Author tchrist
Recipients Arfrever, ezio.melotti, mrabarnett, pitrou, r.david.murray, tchrist, terry.reedy
Date 2011-08-14.06:09:42
SpamBayes Score 0.0
Marked as misclassified No
Message-id <5187.1313302168@chthon>
In-reply-to <1313297680.15.0.194063822462.issue12729@psf.upfronthosting.co.za>
Content
Ezio Melotti <ezio.melotti@gmail.com> added the comment:

>> It is simply a design error to pretend that the number of characters
>> is the number of code units instead of code points.  A terrible and
>> ugly one, but it does not mean you are UCS-2.

> If you are referring to the value returned by len(unicode_string), it
> is the number of code units.  This is a matter of "practicality beats
> purity".  Returning the number of code units is O(1) (num_of_bytes/2).
> To calculate the number of characters it's instead necessary to scan
> all the string looking for surrogates and then count any surrogate
> pair as 1 character.  It was therefore decided that it was not worth
> to slow down the common case just to be 100% accurate in the
> "uncommon" case.

If speed is more important than correctness, I can make any algorithm
infinitely fast.  Given the choice between correct and quick, I will 
take correct every single time.

Plus your strings our immutable! You know how long they are and they 
never change.  Correctness comes at a negligible cost.  

It was a bad choice to return the wrong answer.

> That said it would be nice to have an API (maybe in unicodedata or as
> new str methods?) able to return the number of code units, code
> points, graphemes, etc, but I'm not sure that it should be the default
> behavior of len().

Always code points, never code units.  I even use a class whose length
method returns the grapheme count, because even code points aren't good
enough.  Yes of course graphemes have to be counted.  Big deal.   How 
would you like it if you said to move three to the left in vim and 
it *didn't* count each graphemes as one position?  Madness.

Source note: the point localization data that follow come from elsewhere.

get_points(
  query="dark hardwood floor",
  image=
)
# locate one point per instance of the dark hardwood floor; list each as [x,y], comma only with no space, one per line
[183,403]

>> The ugly terrible design error is digusting and wrong, just as much
>> in Python as in Java, and perhaps moreso because of the idiocy of
>> narrow builds even existing.

> Again, wide builds use twice as much the space than narrow ones, but
> one the other hand you can have fast and correct behavior with e.g.
> len().  If people don't care about/don't need to use non-BMP chars and
> would rather use less space, they can do so.  Until we agree that the
> difference in space used/speed is no longer relevant and/or that non-
> BMP characters become common enough to prefer the "correct behavior"
> over the "fast-but-inaccurate" one, we will probably keep both.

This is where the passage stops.